Leading House Democrat Says 'Sexting' Is the Key To Getting Out The Vote
If you get a text message from Rep. Jim Clyburn sometime before Election Day, you might want to ignore it.
The third-ranking Democrat in the House was answering questions on C-SPAN when he referred to "sexting" as a way to reach out to potential voters before Election Day.
Take a look:
Clyburn's slipup, caught by the Daily Caller, came in response to a viewer who called in with concern over the shootings of Trayvon Martin and Michael Brown, asking how those affected could use social media to organize.

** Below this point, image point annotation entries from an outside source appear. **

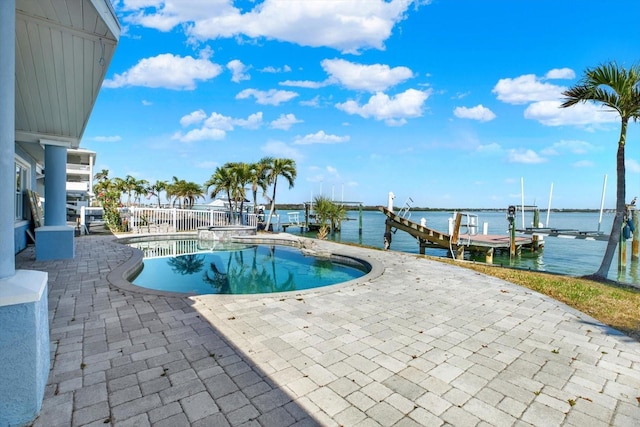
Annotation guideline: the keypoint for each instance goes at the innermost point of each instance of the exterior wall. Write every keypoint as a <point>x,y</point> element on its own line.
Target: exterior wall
<point>21,239</point>
<point>24,340</point>
<point>20,235</point>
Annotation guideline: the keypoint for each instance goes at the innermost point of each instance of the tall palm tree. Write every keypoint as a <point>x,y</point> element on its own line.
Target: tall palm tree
<point>139,189</point>
<point>190,193</point>
<point>130,184</point>
<point>618,89</point>
<point>241,173</point>
<point>103,175</point>
<point>119,185</point>
<point>279,167</point>
<point>156,188</point>
<point>173,189</point>
<point>222,181</point>
<point>259,178</point>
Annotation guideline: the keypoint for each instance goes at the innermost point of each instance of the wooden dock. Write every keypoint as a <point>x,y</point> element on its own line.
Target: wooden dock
<point>457,242</point>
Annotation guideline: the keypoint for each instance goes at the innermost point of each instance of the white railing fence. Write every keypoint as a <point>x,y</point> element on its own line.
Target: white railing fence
<point>155,220</point>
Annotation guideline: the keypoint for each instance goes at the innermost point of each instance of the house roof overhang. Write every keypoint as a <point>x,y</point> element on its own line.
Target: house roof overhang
<point>63,50</point>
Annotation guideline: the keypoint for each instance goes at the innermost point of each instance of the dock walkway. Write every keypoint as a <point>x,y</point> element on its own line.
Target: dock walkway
<point>457,242</point>
<point>400,349</point>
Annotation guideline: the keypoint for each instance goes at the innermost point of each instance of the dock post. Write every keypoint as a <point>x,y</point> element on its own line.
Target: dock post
<point>456,228</point>
<point>489,256</point>
<point>622,251</point>
<point>511,217</point>
<point>387,235</point>
<point>636,235</point>
<point>306,216</point>
<point>512,240</point>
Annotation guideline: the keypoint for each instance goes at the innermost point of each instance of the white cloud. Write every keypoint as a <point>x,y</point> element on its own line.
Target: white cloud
<point>218,121</point>
<point>207,164</point>
<point>561,73</point>
<point>525,156</point>
<point>393,110</point>
<point>254,121</point>
<point>550,113</point>
<point>632,165</point>
<point>285,121</point>
<point>546,98</point>
<point>271,69</point>
<point>314,102</point>
<point>372,78</point>
<point>280,149</point>
<point>348,26</point>
<point>525,89</point>
<point>114,138</point>
<point>583,164</point>
<point>192,118</point>
<point>479,112</point>
<point>320,137</point>
<point>166,71</point>
<point>214,127</point>
<point>489,148</point>
<point>571,146</point>
<point>270,97</point>
<point>201,134</point>
<point>304,83</point>
<point>238,71</point>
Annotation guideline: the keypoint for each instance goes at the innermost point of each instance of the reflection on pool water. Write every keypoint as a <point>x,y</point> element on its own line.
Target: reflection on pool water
<point>238,269</point>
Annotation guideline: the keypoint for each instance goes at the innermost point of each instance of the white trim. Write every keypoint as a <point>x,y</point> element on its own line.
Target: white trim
<point>26,185</point>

"Use the tools that we have," he replied. "We've got great tools to communicate about everything else. We can text. What do we call it? Sexting. Let's do some voting, organizing over the Internet. We've got the tools. Let's use them for a new massive movement that will make sure that we can have in November 2014 the kind of turnout at the polls that we had in 2012 in November."
It's going to take more than a harmless (though hilarious) mix-up to prevent Clyburn from re-election. Roll Call rates his seat as "safe" for the upcoming election. (The other six districts in South Carolina, per Roll Call, are "safe" Republican wins.)
Getting the word out to voters is a bigger deal one state over where, as Slate explains, Democrats are trying to use big minority-voter registration numbers to turn Georgia blue. Michelle Nunn, the party's Senate candidate, and Jason Carter, its gubernatorial one, are locked in tight races that could end up in upset victories if Dems get enough new voters out to the polls in November.
The strategy in Georgia, one would assume, does not involve sexting voters.